Most American Catholics have an idea of Europe shaped by its Christian history. The Catholic Church founded and nurtured the first universities. She inspired much of the great European art, music, philosophy and architecture of the last 15 centuries.
This happened naturally. The faith of the Apostles shaped the lives of believers. Believers, by their choices and actions over the centuries, then created the civilization that became Europe. Faith became habits of thought and action, which became culture. It's no accident that all of the founders of the modern European unity movement were practicing Catholics. Their concern for Europe's common good came directly from their Christian view of the world.
Even the Enlightenment, despite its bias against Christianity, could only emerge in a Christian culture. It needed Christian ideas of human freedom and dignity to grow. As historian Crane Brinton once wrote, "the Enlightenment is a child of Christianity, which may explain for our Freudian times why the Enlightenment was so hostile to Christianity."
As the faith of European Christians has dwindled over the last 70 years, however, so has the soul of their culture. So has their idea of human dignity. So has their culture's sense of hope and purpose. Europe now faces its biggest population decline since the Black Death. All across the continent, Christians who practice their faith must deal with a growing, unfriendly secularism that has resulted in legal infanticide in the Netherlands, the redefinition of marriage in Spain and a complete exclusion of Christianity from any mention in the recently proposed European Constitution.
The problem isn't just European. Closer to home, Canada has played out the same drama in a much shorter time. In a generation, Canada has gone from a religiously active culture to a mirror of Europe's problems. Some of this can be blamed on scandals in the Church. But the roots go deeper than that.
Canada, like the United States, is locked in a struggle of national identity and values. The rapid push for legalization of homosexual "marriage" in Canada offers a useful lesson to Americans. So does a bizarre July 18 commentary on Canada's national public radio from a former professor at the Royal Military College, aimed especially at the Catholic Church, that called for increased state control of religious practice and "registration" of religious believers. Anyone who wonders about the degree of hostility developing toward the Christian faith in our own backyard should listen to it carefully.

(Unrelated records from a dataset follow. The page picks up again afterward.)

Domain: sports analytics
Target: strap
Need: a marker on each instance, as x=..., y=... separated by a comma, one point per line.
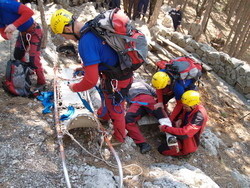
x=104, y=108
x=85, y=103
x=68, y=114
x=139, y=102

Here in the United States, Catholics and other religious believers still have the freedom, energy and skills to protect the soul " and to help shape the future " of the American experiment. We can't do that by separating our religious and moral convictions from public discourse about the issues facing our country.
People of faith have always played an active role in American life. Catholic citizens need to continue that witness. We need to live our faith in our personal lives, and we need to reflect our Christian discipleship in our public choices and actions " always with love and respect for others, but always, nonetheless.
We don't have to look very far for a glimpse of the future if we don't.